Learning Julia with #TidyTuesday and Tidier.jl

Tidier.jl is a Julia implementation of the {tidyverse}, and after 10 weeks of data wrangling and plotting #TidyTuesday data in Julia, I wanted to share what I've learnt about Julia as an R user.

June 1, 2023

Learning a new programming language can be tricky, and it can sometimes lead to more ways of getting confused - even in languages you know well! I always mix up len() and length()… When returning to Python after primarily working in R for a while, I found Shiny for Python a really good resource for learning. The concepts were similar enough that writing Shiny code in R and Python didn’t feel too different.
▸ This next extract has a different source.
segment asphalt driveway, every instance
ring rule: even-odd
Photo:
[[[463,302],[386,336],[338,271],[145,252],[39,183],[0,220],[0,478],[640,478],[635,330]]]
I dabbled in Julia during Advent of Code last year, and wanted to learn a little but more. So when I noticed that Karandeep Singh had started developing Tidier.jl - a Julia implementation of the {tidyverse} - I was very keen to give it a go! So I started #JuliaTuesday - where I used the data sets from #TidyTuesday, but performed the data wrangling and visualisation in Julia instead of R. After 10 weeks, I wanted to share what I’d learned.

What is Julia?

Let’s back up a second. What is Julia? Julia is an high-level, general-purpose, open source programming language. One of the main differences between Julia and R is that Julia is a compiled language, whereas R is an interpreted language (as is Python). This means it’s likely to be faster than R, and so it piqued my interest. I’m not going to go into the depths of R versus Julia here - plenty of those blog posts already exist! What I want to talk about is Tidier.jl!

Tidier.jl

Tidier.jl is a Julia implementation of the {tidyverse}. One of its aims is to stick as closely to {tidyverse} syntax as possible - which makes it reasonably straightforward to get started as an R user. In Julia, we can install Tidier.jl using:

1
2
using Pkg
Pkg.add("Tidier")

This is essentially equivalent to using install.packages() in R. Before we dive into a full side-by-side comparison of {tidyverse} and Tidier.jl, let’s load some packages and download the data from the #TidyTuesday GitHub repo. Here, I’m using the US Egg Production data, looking at the number of different types of eggs produced each month in the USA.

Julia

1
2
3
4
using Tidier
using UrlDownload
using DataFrames
production = urldownload("https://raw.githubusercontent.com/rfordatascience/tidytuesday/master/data/2023/2023-04-11/egg-production.csv") |> DataFrame ;

R

1
2
3
library(readr)
library(dplyr)
production <- read_csv('https://raw.githubusercontent.com/rfordatascience/tidytuesday/master/data/2023/2023-04-11/egg-production.csv')

Though the syntax and function names may be quite different between R and Julia here, you can see that the idea is exactly the same: (i) load packages using Using Pkgname or library(Pkgname), and then (ii) read in the data directly from a URL and save it as a dataframe.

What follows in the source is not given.